Seven days — that’s the gap between deterrence and desperation.

This wasn’t a forecast about inflation or a hedge against market volatility. It was a blunt assessment from a man whose words typically move markets.

“America is the global hegemon,” Dimon continued, “and the free world wants us to be strong.” But he warned that Americans have been lulled into “a false sense of security,” made complacent by years of peacetime prosperity, outsourcing, and digital convenience:

We need to build a permanent, long-term, realistic strategy for the future of America — economic growth, fiscal policy, industrial policy, foreign policy. We need to educate our citizens. We need to take control of our economic destiny.

This isn’t a partisan appeal — it’s a sobering wake-up call. Because our economy and military readiness are not separate issues. They are deeply intertwined.

Dimon isn’t alone in raising concerns. Former Google CEO Eric Schmidt has warned that China has already overtaken the U.S. in key defense technologies — hypersonic missiles, quantum computing, and artificial intelligence to mention a few. Retired military leaders continue to highlight our shrinking shipyards and dwindling defense manufacturing base.

Even the dollar, once assumed untouchable, is under pressure as BRICS nations work to undermine its global dominance. Dimon, notably, has said this effort could succeed if the U.S. continues down its current path.

So what does this all mean?

Christopher Furlong / Staff | Getty Images

It means we are living in a moment of stunning fragility — culturally, economically, and militarily. It means we can no longer afford to confuse digital distractions with real resilience.

It means the future belongs to nations that understand something we’ve forgotten: Strength isn’t built on slogans or algorithms.

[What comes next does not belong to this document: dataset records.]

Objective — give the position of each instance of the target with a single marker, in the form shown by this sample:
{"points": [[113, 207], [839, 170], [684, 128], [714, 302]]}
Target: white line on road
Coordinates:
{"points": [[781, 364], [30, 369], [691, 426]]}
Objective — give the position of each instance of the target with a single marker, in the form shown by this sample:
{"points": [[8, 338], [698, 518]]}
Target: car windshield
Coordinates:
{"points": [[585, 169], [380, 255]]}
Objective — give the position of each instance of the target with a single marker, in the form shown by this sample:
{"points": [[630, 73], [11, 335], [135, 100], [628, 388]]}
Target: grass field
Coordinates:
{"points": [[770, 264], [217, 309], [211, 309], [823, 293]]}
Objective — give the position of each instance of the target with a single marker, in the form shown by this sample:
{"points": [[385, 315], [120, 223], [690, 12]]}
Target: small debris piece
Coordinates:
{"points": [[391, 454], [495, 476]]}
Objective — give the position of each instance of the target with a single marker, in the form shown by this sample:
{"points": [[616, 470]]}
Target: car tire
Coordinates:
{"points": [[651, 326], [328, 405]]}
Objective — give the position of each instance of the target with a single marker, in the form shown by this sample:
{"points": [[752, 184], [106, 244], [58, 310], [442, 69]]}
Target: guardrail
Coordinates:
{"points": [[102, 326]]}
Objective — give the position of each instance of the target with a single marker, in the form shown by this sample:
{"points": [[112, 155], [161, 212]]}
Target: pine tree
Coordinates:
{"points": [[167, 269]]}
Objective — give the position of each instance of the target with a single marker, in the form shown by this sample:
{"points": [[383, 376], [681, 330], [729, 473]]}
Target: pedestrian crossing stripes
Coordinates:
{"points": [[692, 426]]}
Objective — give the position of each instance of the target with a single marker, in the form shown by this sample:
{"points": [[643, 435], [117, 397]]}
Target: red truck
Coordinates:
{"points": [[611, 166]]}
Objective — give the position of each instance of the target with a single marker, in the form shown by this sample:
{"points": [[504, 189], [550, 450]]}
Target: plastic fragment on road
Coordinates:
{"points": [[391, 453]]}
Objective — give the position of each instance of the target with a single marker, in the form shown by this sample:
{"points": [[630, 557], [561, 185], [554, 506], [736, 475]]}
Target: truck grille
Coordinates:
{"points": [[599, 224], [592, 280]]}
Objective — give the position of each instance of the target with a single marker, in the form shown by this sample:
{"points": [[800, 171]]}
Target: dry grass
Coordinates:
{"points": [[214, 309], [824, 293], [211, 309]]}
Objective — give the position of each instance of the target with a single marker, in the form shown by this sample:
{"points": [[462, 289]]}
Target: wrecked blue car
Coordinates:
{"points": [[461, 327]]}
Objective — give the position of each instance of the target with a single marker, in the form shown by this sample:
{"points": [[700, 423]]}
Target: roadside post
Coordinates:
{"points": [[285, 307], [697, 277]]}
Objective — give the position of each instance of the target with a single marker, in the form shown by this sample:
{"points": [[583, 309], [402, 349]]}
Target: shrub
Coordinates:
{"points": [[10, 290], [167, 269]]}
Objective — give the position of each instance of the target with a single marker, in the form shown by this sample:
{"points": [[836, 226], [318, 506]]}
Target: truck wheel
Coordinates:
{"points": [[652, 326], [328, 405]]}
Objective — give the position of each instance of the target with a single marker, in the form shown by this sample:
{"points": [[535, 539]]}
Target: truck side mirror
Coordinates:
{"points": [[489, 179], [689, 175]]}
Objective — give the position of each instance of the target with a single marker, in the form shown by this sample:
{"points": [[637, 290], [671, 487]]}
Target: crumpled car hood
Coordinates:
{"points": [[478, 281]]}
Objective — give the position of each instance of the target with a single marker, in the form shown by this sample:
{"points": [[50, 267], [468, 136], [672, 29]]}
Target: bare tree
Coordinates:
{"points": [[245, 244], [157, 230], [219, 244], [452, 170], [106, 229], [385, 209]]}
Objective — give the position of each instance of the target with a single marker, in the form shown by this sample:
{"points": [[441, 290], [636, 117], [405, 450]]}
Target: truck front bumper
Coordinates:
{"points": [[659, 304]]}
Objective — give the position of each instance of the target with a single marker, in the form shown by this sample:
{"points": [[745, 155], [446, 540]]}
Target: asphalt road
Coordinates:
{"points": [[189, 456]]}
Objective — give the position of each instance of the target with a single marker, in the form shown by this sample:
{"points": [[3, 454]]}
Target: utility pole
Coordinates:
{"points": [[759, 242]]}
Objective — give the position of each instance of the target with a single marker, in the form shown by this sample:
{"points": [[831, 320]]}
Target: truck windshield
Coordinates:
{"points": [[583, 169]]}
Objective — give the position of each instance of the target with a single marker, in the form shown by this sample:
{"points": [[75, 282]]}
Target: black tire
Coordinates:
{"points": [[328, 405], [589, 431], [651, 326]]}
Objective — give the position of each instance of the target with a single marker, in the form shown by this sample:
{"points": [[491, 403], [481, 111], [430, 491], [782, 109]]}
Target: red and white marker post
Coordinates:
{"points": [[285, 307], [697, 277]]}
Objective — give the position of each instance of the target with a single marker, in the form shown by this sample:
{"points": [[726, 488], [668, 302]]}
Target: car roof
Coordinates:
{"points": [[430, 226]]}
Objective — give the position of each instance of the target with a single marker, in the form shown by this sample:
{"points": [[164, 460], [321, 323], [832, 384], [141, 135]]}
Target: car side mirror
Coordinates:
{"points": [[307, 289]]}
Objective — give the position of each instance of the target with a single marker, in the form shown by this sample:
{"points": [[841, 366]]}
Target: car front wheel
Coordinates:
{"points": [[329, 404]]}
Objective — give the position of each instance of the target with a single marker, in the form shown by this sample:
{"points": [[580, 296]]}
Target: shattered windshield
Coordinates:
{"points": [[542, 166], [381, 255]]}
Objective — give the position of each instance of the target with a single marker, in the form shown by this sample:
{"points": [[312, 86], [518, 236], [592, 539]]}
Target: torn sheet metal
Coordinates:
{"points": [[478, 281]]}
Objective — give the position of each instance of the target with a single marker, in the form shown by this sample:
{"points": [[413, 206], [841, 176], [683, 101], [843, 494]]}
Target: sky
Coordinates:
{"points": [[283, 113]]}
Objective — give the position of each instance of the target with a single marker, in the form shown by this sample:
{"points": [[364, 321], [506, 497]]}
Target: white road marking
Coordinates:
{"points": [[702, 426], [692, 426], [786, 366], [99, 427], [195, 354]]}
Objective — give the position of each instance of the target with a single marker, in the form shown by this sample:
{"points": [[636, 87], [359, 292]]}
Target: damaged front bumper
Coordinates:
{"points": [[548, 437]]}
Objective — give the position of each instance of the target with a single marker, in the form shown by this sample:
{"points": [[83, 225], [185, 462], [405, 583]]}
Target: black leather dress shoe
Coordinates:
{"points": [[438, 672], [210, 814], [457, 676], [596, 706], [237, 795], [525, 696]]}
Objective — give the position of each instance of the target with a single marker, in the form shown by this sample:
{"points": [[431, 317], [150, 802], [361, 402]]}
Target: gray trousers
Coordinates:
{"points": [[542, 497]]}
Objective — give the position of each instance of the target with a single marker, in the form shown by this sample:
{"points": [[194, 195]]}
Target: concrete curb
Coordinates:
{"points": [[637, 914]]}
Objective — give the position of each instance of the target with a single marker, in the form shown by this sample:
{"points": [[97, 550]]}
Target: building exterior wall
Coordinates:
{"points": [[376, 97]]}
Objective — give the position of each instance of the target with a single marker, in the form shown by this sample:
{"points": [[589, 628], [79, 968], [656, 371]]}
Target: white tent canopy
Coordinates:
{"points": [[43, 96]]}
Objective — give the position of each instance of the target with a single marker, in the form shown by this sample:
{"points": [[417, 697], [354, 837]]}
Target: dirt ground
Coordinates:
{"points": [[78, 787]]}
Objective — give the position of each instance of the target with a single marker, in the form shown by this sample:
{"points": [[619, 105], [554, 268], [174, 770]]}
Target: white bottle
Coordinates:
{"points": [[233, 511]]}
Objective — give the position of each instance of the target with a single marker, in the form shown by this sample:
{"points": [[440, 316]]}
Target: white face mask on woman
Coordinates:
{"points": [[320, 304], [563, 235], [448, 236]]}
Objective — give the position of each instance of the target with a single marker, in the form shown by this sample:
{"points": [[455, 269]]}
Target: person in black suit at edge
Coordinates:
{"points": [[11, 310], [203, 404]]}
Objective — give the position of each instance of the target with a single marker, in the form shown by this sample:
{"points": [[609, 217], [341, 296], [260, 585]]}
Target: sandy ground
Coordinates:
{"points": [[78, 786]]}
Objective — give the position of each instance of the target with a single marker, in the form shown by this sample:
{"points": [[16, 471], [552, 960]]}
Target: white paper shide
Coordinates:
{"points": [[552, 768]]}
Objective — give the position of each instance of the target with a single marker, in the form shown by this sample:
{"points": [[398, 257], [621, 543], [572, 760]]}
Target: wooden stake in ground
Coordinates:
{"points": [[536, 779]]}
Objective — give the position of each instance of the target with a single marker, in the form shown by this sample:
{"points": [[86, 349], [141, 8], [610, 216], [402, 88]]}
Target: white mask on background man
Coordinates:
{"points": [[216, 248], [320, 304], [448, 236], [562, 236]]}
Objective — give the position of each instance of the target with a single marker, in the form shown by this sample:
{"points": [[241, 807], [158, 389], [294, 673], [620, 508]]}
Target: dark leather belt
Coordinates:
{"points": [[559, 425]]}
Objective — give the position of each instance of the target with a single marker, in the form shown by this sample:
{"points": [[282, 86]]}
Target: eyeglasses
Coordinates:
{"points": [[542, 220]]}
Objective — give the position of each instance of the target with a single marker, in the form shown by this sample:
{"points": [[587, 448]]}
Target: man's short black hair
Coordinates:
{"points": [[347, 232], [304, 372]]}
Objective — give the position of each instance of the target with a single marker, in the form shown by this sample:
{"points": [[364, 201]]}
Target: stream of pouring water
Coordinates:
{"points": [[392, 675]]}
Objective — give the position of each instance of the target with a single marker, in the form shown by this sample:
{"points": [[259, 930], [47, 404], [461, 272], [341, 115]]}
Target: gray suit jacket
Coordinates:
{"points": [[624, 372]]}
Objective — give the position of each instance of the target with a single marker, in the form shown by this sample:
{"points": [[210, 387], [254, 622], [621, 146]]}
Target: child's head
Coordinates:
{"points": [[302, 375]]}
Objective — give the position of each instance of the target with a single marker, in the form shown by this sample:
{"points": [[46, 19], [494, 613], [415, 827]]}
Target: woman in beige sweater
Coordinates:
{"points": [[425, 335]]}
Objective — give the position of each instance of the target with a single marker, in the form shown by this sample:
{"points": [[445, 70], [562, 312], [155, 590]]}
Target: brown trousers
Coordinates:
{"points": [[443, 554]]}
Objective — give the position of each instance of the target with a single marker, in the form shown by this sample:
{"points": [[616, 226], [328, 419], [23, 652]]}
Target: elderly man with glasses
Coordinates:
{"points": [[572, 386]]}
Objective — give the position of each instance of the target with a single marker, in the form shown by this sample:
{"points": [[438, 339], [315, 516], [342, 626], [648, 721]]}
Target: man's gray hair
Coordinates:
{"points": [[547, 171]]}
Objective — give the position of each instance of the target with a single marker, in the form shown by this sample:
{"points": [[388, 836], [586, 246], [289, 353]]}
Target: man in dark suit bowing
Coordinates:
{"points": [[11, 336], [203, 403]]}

It’s built on steel, energy, sovereignty, and trust.

And at the core of that trust is you, the citizen. Not the influencer. Not the bureaucrat. Not the lobbyist. At the core is the ordinary man or woman who understands that freedom, safety, and prosperity require more than passive consumption. They require courage, clarity, and conviction.

We need to stop assuming someone else will fix it. The next crisis — whether military, economic, or cyber — will not politely pause for our political dysfunction to sort itself out. It will demand leadership, unity, and grit.

And that begins with looking reality in the eye. We need to stop talking about things that don’t matter and cut to the chase: The U.S. is in a dangerously fragile position, and it’s time to rebuild and refortify — from the inside out.